Anggota DPRD DIY Lilik Syaiful Ahmad (kaos putih )bersama perwakilan PKL/ist
EKONOMI
Disambati 400 PKL Kulonprogo. Lilik Syaiful Ahmad : Mari Tegakkan Aturan Secara Proporsional , Profesional dan Manusiawi
By Dwijo Suyono
JOURNALJOGJA-KULONPROGO- Seperti yang telah diberitakan Pemkab Kulonprogo menutup kawasan Alun-alun Wates (Alwa) selama Pemberlakuan Pembatasan Kegiatan Masyarakat (PPKM) Darurat, Minggu (4/7/2021). Penutupan dilaksanakan oleh personil gabungan dari Satpol PP, Polres, Kodim 0731 dan Dinas Perhubungan Kabupaten Kulonprogo.
Tidak kurang dari 400 pedagang kakli lima yang diwakili dari berbagai komunitas yang berjualan di Kulonprogo, terutama di seputaran Alun-alun Wates Senin sore (5/7-2021) mengadukan nasibnya kapada wakil rakyat DPRD DIY Lilik Syaiful Ahmad, terkait dengan penutupan kawasan Alun Alun Wates untuk berjualan.
Kepada anggota DPRD DIY ini salah satu perwakilan pedagang yakni Yohanes Wid mengungkapkan bahwa semua pedagang merasa prihatin terkait dengan pandemi ini, tetapi menurut nya ada beberapa hal penting yang juga harus diperhatikan pemerintah Kulonprogo, sehingga warga masyarakatnya bisa berjalan bersama , dan tidak menimbulkan kesan terlalu kaku.
Kami siap untuk melaksanakan Prokes ketat bahkan jika mungkin kami minta diawasi oleh satgas demi prokes ketat, bahkan kami juga sanggup untuk menjalankan aturan tidak makan di tempat, ujar Yohanes Wid .
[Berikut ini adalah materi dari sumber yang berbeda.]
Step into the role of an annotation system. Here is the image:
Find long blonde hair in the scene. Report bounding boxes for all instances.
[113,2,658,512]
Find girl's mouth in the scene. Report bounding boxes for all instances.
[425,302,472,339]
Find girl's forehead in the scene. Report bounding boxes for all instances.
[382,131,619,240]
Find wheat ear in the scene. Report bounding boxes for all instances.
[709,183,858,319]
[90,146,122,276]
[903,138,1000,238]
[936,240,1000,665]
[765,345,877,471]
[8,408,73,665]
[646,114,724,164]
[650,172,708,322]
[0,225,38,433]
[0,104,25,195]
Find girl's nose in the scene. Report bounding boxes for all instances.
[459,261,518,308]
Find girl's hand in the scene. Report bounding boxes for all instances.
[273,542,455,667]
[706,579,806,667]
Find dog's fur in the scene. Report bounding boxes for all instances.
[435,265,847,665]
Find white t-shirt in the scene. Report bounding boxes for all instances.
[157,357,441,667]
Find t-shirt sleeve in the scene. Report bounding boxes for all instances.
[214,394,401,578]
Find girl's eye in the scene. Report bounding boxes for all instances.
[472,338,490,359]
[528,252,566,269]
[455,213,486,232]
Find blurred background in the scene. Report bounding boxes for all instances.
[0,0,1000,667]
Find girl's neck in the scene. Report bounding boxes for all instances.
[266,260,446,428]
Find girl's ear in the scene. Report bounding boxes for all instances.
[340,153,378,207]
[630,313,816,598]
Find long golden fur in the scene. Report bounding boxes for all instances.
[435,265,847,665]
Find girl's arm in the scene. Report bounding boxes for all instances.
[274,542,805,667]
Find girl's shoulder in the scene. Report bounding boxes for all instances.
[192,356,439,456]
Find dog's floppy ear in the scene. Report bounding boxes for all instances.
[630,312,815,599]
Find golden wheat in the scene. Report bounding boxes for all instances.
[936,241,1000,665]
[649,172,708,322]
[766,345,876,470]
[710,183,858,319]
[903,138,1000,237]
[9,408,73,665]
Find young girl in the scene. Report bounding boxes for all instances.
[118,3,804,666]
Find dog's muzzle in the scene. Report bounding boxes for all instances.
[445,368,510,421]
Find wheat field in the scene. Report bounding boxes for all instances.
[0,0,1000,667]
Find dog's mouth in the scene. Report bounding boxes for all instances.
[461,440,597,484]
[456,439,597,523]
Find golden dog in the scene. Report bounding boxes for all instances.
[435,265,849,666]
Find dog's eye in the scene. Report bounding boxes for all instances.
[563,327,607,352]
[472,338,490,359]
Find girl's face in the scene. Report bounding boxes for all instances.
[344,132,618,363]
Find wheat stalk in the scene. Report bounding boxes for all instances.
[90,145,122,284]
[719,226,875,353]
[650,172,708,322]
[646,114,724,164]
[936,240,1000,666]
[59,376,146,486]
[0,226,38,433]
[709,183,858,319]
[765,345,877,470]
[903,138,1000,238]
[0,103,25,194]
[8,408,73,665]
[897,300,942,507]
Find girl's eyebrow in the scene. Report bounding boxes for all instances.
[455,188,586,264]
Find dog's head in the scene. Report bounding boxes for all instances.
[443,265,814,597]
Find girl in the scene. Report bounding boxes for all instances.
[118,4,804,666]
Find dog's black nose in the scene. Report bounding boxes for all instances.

Hal senada juga diungkap oleh Supangat yang juga merupakan PKL menjelaskan bahwa kehidupan mereka sangat tergantung kepada usaha yang dilakoni ini, sehingga jika mereka harus tutup total , sebaiknya pemerintah juga memberikan solusinya karena PPKM darurat hingga 20 Juli mendatang , nah siapa yang akan memcukupi kebutuhan harian kami hingga tanggal terebut selama 2 minggu , padahal kami juga memiliki keluarga , ujarnya .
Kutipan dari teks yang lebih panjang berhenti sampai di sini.